Improve Synthesis Results with Useful Clock Skew


Lei Zhang(Jerry ), Feng Wang(Richard), Pei Wen(Adrian), Hui Fu
Infineon Technologies ( Xi’an ) Co., Ltd.
5F, Block A, No.38, Gaoxin 6th Road, Xi’an, Shaanxi 710075

Abstract

It is a challenge that designer completes a complex chip design with low cost constraints such as small chip size and short development cycle when the price of silicon is much higher for UDSM technology and the requirements are much more complicated. How to ensure the timing closure becomes one of the hottest topics in the EDA community.

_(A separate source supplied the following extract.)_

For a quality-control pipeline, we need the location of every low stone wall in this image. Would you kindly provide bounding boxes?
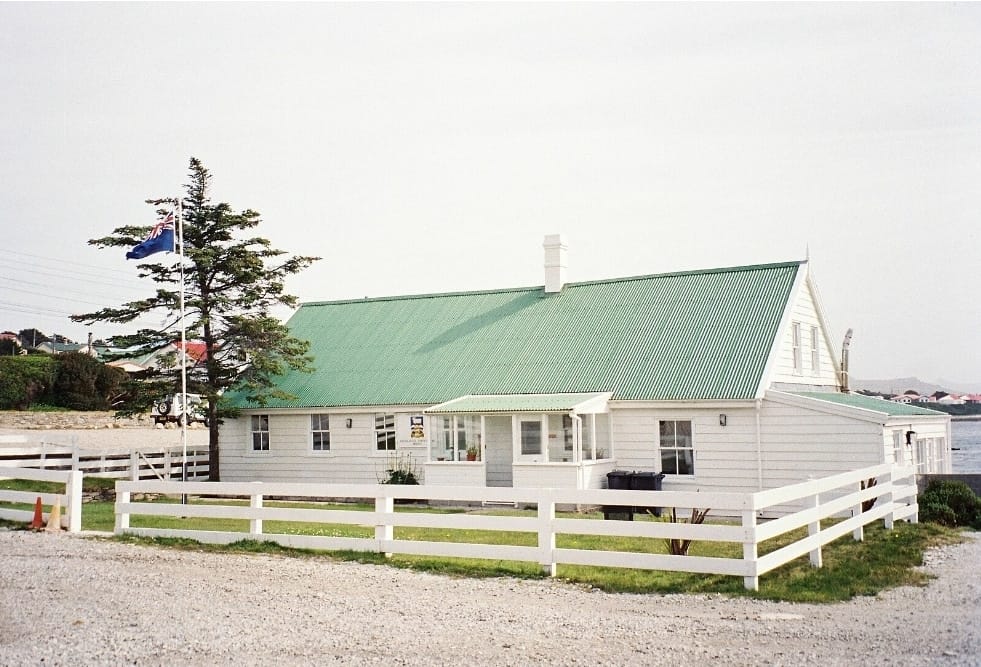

Synthesis is very important in the design flow of the chip development. SYNOPSYS tools are leveraging tapeout-proven RTL to GDSII implementation flows with a relatively predictable results. This paper investigates how to improve the synthesis results with useful clock skew for timing optimization. This paper uses an automotive microcontroller as an example to show the synthesis strategies, especially how to improve the synthesis results with useful clock skew during the implementation..

1. Background of design

Automotive industrial semiconductor demands quality, reliability and wider range of temperature profile. To improve the quality and test coverage, designer also needs to consider the implementations of DFT. Designer must reduce the chip size and power consumption with full implementations of the high quality requirement. Synthesis is a key process of the design flow, the result of synthesis is based on several factors such as complexity of design, requirements of custom and clock frequency. Therefore, it is necessary and important that designer chooses a good synthesis strategy with reasonable and precise constraints.

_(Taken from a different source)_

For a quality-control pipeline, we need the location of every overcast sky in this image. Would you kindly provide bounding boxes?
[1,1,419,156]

XC866 is a new type of 8bit microcontroller which integrates high performance versions of the popular 8051 8-bit core, on-chip flash and additional functional peripherals. The instruction cycle of this 8051 core is 75-150ns@26.67Mhz of CPU clock (for memory access without wait state). XC866 has an on-chip oscillator and PLL for clock generation. Its I/O port supplies supports 3.3 to 5.0V and core logic supply at 2.5 V (generated by embedded voltage regulator).

The block diagram of Elektra is shown in Figure 1-1.

Clock Generation structure of Elektra is shown in Figure 1-2.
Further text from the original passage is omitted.